Retirement Planning:

Approved Retirement Fund (ARF)

An ARF is a post retirement investment fund. It is an alternative to buying an annuity (i.e. a secure annual income) with your pension fund at retirement. Similar to pre-retirement pension structures there are different types of ARFs that can be used. Insured ARFs are held within a life company and are used by the majority of retirees. Self-Administered ARFs are a little more sophisticated from an investment perspective, providing holders with more investment options for their retirement fund.

Tax treatment within ARF and on income drawn down

An ARF is a tax-free investment structure and investments held within the ARF are allowed to grow free of tax. Only when funds are drawn from an ARF will a tax liability arise for the ARF holder. Funds drawn from an ARF will be liable to Income Tax (plus USC and PRSI if applicable) in the same way a salary is liable to Income Tax and levies. The ARF provider is under an obligation to deduct the relevant tax liability under the PAYE rules. In effect the ARF beneficiary is treated as an employee of the ARF provider in respect of the income taken from the ARF.

It is compulsory for the holder (from age 61) to draw down a minimum of 4% per annum from the ARF where the value of the scheme is €2 million or less, and the ARF holder is less than 71 years of age. When the ARF holder is aged 71 or more years of age, a 5% annual drawdown rate applies. Where the total retirement fund assets are worth more than €2 million there is a 6% annual drawdown requirement on the full ARF value. The obligatory drawdown in respect of ARF investments doesn’t apply where an ARF investor is under 61 years of age.

Options at retirement

At retirement the vast majority of individuals will be entitled to take a tax-free lump sum (typically 25% of the value of the pension fund) from their pension arrangement. The individual then has the option of investing the balance of their pension assets into an ARF, purchasing an annuity, drawing down taxable cash or perhaps using a combination of options.

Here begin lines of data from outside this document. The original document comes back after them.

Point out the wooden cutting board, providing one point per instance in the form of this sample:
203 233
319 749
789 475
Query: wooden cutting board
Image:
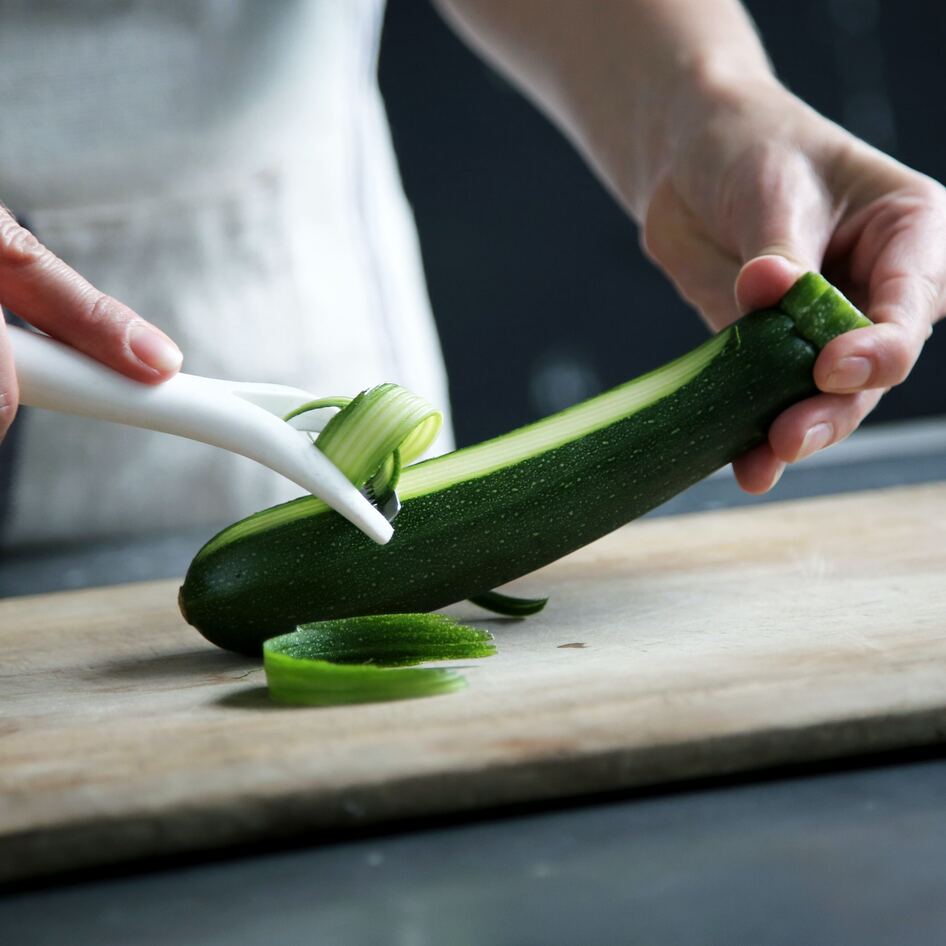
674 648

Tax treatment of ARF on death

The tax treatment of an ARF on death will depend on whom the ARF assets are being passed to. A spouse can ‘step into the shoes’ of a deceased ARF holder and take over the ARF in their name without any income tax or capital acquisitions tax liability arising. Any draw down of income or capital from the ARF by the surviving spouse will be potentially liable to income tax and levies in the normal manner. The tax liability of an ARF passing from the original ARF investor to a child or from a surviving spouse’s ARF to a child will depend on the age of the child receiving the ARF assets:

  • Where the ARF assets pass to a child under the age of 21 the proceeds will be liable to Capital Acquisitions Tax in the normal manner.
  • Where the ARF assets pass to a child aged 21 or over the proceeds will be liable to income tax at a flat rate of 30%.

Where the ARF assets pass to anyone other than to a surviving spouse or child, an income tax liability will arise for the ARF investor in the year of death and the net proceeds passing to the beneficiary will be liable to capital acquisitions tax in the normal manner.